We present the results of a Phase 2a randomized controlled trial investigating the safety, and secondary endpoints of subretinal rAAV.sFLT-1 gene therapy in patients with active wet age-related macular degeneration (wAMD).
All patients (n = 32), (ClinicalTrials.gov; NCT01494805), received ranibizumab injections at baseline and week 4, and thereafter according to prespecified criteria. Patients in the gene therapy group (n = 21) received rAAV.sFLT-1 (1 × 1011 vg). All patients were assessed every 4 weeks to the week 52 primary endpoint.
Ocular adverse events (AEs) in the rAAV.sFLT-1 group were mainly procedure related and self-resolved. All 11 phakic patients in the rAAV.sFLT-1 group showed progression of cataract following vitrectomy. No systemic safety signals were observed and none of the serious AEs were associated with rAAV.sFLT-1. AAV2 capsid was not detected and rAAV.sFLT-1 DNA was detected transiently in the tears of 13 patients. ELISPOT analysis did not identify any notable changes in T-cell response. In the rAAV.sFLT-1 group 12 patients had neutralizing antibodies (nAb) to AAV2. There was no change in sFLT-1 levels in bodily fluids. In the rAAV.sFLT-1 group, Best Corrected Visual Acuity (BCVA) improved by a median of 1.0 (IQR: − 3.0 to 9.0) Early Treatment Diabetic Retinopathy Study (ETDRS) letters from baseline compared to a median of − 5.0 (IQR: − 17.5 to 1.0) ETDRS letters change in the control group. Twelve (57%) patients in the rAAV.sFLT-1 group maintained or improved vision compared to 4 (36%) in the control group. The median number of ranibizumab retreatments was 2.0 (IQR: 1.0 to 6.0) for the gene therapy group compared to 4.0 (IQR: 3.5 to 4.0) for the control group.
Interpretation rAAV.sFLT-1 combined with the option for co-treatment appears to be a safe and promising approach to the treatment of wAMD.
National Health and Medical Research Council of Australia (AP1010405), Lions Eye Institute, Perth Australia, Avalanche Biotechnologies, Menlo Pk, CA, USA.
•Subretinal injection of rAAV.sFLT-1 was found to be safe in 21 patients with wet age-related macular degeneration.•Visual acuity was maintained in gene therapy treated patients over the 52 week period.•The gene therapy treated group of patients had a trend towards fewer ranibizumab retreatments than the control group.
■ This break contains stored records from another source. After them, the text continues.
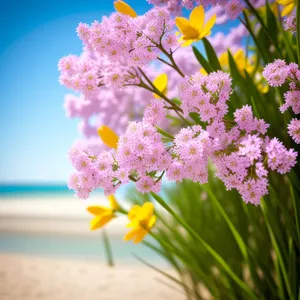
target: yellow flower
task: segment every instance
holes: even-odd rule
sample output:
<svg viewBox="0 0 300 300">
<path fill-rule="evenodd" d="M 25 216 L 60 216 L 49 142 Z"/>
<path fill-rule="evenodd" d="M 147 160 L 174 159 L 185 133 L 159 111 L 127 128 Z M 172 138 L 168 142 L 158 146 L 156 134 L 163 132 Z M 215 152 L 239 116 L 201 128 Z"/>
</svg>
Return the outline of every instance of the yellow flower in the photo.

Wet age-related macular degeneration (wAMD) is a common cause of vision loss in the elderly. We propose to use gene therapy to treat this disease. This study reinforces the findings from our Phase 1 study examining the safety of the delivery of rAAV.sFLT-1 by subretinal injection as a form of treatment of wAMD. The findings from this trial demonstrate that the surgical subretinal administration of rAAV.sFLT-1 has a favorable safety profile and that it can potentially be used in conjunction with current therapies to provide an improved outcome in the treatment of wAMD.